Anyways, I know applying to graduate schools, much like applying for jobs, is about demonstrating your best. Therefore, my statement of purpose is incredibly strong and direct about my career goals. Well, rather than explain it, here are some excerpts from the actual statement:
This is the issue. Just about as soon as I turned in my application materials, I began to really reflect on my feelings about my current work (administrative non-profit.) I came to the conclusion that in my zeal for taking on and mastering big challenges, I have strayed a bit too far from my actual strengths. As a result I do not feel like I am thriving or empowered or doing anything I’m really good at.
Given my long-time, enduring passion for mental health advocacy and treatment, my great ability to channel empathy into productive action, my strong communication skills, particularly in one-on-one settings, my holistic perspective, and a number of other strengths, I’m thinking quite seriously about changing my focus to clinical social work – to specialize in evidence-based treatments for survivors of repeat trauma. I still maintain a strong interest in the mental health needs of immigrants, and have been thinking of joining the Peace Corps after I get my M.S.W. to really, finally, once and for all nail fluency in Spanish (a long time struggle for me.) Then I could come back and do bilingual clinical work.
So hopefully my dilemma is evident. I have to go into this interview as a confident, goal-focused individual and yet I’m already reconsidering the goals I outlined in my statement of purpose. Now as far as I understand, a social work acceptance is a social work acceptance and I don’t have to declare any specific specialization until year 2 of the program.
So what am I doing? Do I be up-front about my second thoughts? Do I present them as alternate interests? Do I play it as straight and narrow as I did in my statement of purpose, or do I offer more nuance? Is this topic likely to come up in the interview?

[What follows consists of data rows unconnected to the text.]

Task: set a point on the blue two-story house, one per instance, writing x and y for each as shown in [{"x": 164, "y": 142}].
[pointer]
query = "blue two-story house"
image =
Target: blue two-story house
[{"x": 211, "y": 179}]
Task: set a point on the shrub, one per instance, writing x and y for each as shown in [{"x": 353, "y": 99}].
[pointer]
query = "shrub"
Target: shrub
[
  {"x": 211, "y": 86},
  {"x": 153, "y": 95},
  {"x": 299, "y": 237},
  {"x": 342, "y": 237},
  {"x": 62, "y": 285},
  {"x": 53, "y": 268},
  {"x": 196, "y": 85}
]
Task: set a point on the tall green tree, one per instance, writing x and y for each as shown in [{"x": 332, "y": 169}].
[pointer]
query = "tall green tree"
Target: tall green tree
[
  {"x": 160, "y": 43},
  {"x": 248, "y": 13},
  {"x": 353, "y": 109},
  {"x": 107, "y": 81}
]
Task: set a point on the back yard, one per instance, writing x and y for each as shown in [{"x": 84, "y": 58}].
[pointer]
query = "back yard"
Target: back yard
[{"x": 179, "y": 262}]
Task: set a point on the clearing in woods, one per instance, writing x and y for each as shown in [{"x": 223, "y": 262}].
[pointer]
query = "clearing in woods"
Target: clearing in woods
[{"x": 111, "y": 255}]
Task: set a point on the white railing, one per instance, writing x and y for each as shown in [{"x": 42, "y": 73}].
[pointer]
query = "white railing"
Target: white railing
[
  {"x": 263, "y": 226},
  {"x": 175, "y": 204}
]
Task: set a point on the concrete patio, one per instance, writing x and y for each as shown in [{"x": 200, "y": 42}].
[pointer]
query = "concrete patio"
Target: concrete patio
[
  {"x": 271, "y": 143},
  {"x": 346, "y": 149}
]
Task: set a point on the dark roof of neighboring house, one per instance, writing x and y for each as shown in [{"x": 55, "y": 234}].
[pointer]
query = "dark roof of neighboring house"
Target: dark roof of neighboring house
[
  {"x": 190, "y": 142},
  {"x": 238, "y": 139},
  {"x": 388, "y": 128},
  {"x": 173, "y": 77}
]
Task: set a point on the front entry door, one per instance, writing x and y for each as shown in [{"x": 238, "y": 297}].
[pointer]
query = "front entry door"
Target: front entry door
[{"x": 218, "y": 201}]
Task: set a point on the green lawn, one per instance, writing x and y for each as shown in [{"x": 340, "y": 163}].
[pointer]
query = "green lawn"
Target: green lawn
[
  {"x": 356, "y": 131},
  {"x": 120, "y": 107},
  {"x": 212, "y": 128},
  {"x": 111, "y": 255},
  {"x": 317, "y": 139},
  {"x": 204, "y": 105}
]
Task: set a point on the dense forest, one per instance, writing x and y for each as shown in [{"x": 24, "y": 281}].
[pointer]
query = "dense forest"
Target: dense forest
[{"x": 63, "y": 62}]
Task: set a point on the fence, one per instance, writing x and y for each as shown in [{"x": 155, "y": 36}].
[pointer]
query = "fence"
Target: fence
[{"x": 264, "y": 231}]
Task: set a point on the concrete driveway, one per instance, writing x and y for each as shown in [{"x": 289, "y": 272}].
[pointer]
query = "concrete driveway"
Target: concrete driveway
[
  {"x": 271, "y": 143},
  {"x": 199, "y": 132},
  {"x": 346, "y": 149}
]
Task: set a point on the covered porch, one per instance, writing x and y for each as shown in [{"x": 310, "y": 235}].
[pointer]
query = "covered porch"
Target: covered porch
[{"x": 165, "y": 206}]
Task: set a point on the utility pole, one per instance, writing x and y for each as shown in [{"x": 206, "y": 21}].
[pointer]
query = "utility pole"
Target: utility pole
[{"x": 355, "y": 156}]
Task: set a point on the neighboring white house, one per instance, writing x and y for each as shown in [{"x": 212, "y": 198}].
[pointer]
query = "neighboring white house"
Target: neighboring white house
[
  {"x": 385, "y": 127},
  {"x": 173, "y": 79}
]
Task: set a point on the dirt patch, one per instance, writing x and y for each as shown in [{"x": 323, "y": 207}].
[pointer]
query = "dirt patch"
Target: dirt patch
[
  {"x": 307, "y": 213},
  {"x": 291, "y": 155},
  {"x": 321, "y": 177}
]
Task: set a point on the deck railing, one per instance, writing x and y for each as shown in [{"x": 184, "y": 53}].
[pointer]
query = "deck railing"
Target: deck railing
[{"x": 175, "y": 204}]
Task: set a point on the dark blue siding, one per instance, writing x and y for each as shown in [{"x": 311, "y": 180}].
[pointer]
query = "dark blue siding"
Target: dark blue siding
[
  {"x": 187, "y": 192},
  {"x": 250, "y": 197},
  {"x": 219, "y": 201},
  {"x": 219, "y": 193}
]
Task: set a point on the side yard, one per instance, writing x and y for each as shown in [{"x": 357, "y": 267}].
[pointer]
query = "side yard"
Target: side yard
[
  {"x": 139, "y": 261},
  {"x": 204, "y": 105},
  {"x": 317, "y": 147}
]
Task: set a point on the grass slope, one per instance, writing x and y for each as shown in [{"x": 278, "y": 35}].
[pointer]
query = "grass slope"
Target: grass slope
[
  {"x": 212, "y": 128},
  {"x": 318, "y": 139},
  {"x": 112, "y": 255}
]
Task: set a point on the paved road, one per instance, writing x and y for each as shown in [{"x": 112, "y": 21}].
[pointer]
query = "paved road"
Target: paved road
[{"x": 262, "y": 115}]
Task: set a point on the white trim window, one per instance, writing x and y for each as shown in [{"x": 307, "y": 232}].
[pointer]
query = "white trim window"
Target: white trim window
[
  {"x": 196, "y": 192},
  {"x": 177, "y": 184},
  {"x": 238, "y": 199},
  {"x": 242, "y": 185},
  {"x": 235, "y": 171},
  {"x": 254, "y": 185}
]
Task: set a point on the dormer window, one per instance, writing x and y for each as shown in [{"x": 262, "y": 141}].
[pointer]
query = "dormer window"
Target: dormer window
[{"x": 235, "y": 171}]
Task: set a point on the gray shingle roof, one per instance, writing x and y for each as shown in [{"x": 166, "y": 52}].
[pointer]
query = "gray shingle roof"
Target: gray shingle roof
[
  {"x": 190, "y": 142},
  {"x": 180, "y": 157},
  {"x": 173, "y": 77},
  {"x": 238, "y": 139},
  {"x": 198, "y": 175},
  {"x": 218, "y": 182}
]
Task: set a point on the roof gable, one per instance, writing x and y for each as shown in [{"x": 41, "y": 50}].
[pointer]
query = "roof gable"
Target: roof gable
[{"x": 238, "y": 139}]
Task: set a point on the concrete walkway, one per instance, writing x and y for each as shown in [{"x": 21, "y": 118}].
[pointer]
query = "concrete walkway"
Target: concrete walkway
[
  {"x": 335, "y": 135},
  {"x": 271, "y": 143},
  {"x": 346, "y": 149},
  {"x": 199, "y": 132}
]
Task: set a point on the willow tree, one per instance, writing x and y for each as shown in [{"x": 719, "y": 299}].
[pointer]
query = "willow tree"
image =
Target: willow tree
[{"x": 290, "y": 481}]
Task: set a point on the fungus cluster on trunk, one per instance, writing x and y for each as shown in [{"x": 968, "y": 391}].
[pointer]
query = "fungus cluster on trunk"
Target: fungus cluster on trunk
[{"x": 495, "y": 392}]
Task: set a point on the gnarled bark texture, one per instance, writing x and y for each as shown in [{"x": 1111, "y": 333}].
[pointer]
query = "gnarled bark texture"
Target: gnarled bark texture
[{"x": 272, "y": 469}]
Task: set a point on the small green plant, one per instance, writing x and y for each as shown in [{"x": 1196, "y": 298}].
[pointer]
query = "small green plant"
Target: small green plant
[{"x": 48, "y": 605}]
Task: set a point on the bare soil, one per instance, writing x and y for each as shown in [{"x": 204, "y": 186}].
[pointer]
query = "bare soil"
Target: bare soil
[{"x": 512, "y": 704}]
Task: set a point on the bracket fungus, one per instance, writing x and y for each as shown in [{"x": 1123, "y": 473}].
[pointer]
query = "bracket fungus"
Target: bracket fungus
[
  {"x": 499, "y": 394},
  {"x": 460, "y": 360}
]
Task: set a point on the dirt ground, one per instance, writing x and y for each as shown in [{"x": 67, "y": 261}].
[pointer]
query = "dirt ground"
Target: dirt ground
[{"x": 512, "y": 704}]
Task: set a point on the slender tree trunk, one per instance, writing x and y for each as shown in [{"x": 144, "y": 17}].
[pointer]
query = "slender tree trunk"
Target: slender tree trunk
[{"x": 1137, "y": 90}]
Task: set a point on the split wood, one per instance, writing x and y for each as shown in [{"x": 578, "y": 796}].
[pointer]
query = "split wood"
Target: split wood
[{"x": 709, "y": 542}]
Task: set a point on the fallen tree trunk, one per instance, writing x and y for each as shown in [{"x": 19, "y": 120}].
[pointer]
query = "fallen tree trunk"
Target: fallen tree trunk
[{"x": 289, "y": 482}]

As I mentioned before, nothing is written in stone yet. I am honestly not sure whether I want to take the Macro or Micro approach and I will probably need a little exploration as a graduate student before I know for sure. I’m just not sure what I should do, for the interview in particular, to achieve my greatest odds of success.
Any support/advice anyone could offer regarding interviewing in general, tips and tricks, etc. would be greatly appreciated. If you’d like to hand me a paper bag to breathe into, I wouldn’t mind that either!